Un’iniziativa per un milione di giovani che si potrebbe chiamare Erasmus pro. Ovvero fare un investimento finanziario per dare la possibilità, appena finiti gli studi, di fare un anno di apprendistato in un’impresa di altri paesi, dove imparare il lavoro e la lingua. E uscire da quella terra di nessuno del periodo tra la fine della formazione e l’inizio del lavoro che troppo spesso alimenta paure e incertezze.

Capitolo immigrazione.
Controllare la frontiera esterna dell’Unione in modo diverso rispetto a come si è fatto finora e costruire una polizia di frontiera comune. Solo con un corpo di frontiera unico si può ripristinare anche la fiducia tra i paesi europei; altrimenti; ognuno pensa che gli altri non gestiscono adeguatamente il problema e lasciano passare i migranti.

Capitolo sicurezza.
Una Fbi europea. Che consenta di evitare i disastri accaduti tra Francia e Belgio ai tempi degli attentati di Parigi e Bruxelles. In caso contrario, i nostri cittadini continueranno a pensare di essere indifesi.

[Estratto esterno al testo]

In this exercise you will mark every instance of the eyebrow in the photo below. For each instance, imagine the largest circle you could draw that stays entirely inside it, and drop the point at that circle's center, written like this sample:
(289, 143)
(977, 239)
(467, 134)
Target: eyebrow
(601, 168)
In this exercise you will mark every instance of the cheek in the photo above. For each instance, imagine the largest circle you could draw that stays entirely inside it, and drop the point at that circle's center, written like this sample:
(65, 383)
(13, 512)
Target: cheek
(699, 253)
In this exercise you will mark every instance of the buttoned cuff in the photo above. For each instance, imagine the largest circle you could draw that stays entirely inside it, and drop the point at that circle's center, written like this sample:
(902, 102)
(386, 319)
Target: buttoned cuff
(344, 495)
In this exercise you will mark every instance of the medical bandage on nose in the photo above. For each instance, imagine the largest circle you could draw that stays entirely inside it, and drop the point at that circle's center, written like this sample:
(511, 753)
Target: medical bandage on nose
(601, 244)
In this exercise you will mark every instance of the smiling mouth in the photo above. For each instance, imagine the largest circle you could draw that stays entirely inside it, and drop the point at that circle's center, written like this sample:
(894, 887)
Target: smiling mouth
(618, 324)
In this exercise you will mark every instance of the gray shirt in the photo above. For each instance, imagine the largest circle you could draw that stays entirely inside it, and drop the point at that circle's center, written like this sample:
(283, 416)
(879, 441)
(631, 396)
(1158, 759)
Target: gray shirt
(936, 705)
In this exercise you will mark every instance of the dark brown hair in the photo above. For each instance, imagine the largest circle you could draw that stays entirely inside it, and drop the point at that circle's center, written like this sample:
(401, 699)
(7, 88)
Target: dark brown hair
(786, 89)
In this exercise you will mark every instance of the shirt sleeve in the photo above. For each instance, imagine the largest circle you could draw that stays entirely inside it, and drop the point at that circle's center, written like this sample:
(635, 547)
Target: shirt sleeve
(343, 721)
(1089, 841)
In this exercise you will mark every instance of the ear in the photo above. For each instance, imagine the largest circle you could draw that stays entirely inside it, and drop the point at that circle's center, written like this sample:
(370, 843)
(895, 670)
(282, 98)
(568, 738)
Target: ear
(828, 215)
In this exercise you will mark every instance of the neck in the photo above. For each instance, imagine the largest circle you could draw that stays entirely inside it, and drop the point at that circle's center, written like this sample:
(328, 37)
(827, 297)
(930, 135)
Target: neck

Presidente Letta, abbiamo fatto un ragionamento tutto politico, perché non c’è dubbio che è il cuore della questione. Parliamo delle conseguenze economiche della Brexit. Le borse sono già in crollo. Prevede la ripresa dello spread e mercati ballerini nei prossimi mesi.
La speculazione odierna delle Borse è molto forte. Ma c’era da aspettarselo dopo l’incredibile vicenda di ieri, in cui si era consolidata la certezza, non si sa su quali presupposti, che avrebbe vinto il Remain. Tutte le questioni che lei solleva dipendono dalla rapidità delle risposte, dalla gestione ordinata del divorzio, nell’immediato e nel medio-lungo periodo. In questa prospettiva, la Gran Bretagna, secondo me, ha solo da perdere, perché Londra non sarà più la capitale finanziaria del mercato unico europeo e non sarà la porta d’accesso al più ricco mercato del mondo. Ripeto: sarebbe un errore prendersi due anni di tempo. Mi auguro davvero che l’incertezza duri il meno possibile.

Quali sono i rischi per l’Italia, di fronte a mesi di fibrillazione?
Sui versanti nazionali, direi che Italia e Spagna sono nel mirino, in un contesto del genere. Domenica vota la Spagna e spero emergano una maggioranza chiara e un governo; altrimenti sarebbe al centro della tempesta, perché Madrid è senza governo da sei mesi. Il problema italiano è il debito pubblico e quindi la risposta deve essere con la schiena dritta e di chi sa che c’è un problema. Vuol dire che non è il momento di fare spese pazze e i bilanci vanno tenuti sotto controllo. Noi dobbiamo allacciare le cinture di sicurezza e avere fiducia in Draghi. Per fortuna che abbiamo super-Mario.

Oltre ad allacciare le cinture che cosa dovrebbe fare il governo?
Dovrebbe essere protagonista di un rilancio europeo. Vedo che ci sono incontri, vertici. Spero che nel cassetto dei leader europei fosse pronto e sia stato discusso un “piano b”. Non si possono davvero sprecare settimane inutilmente.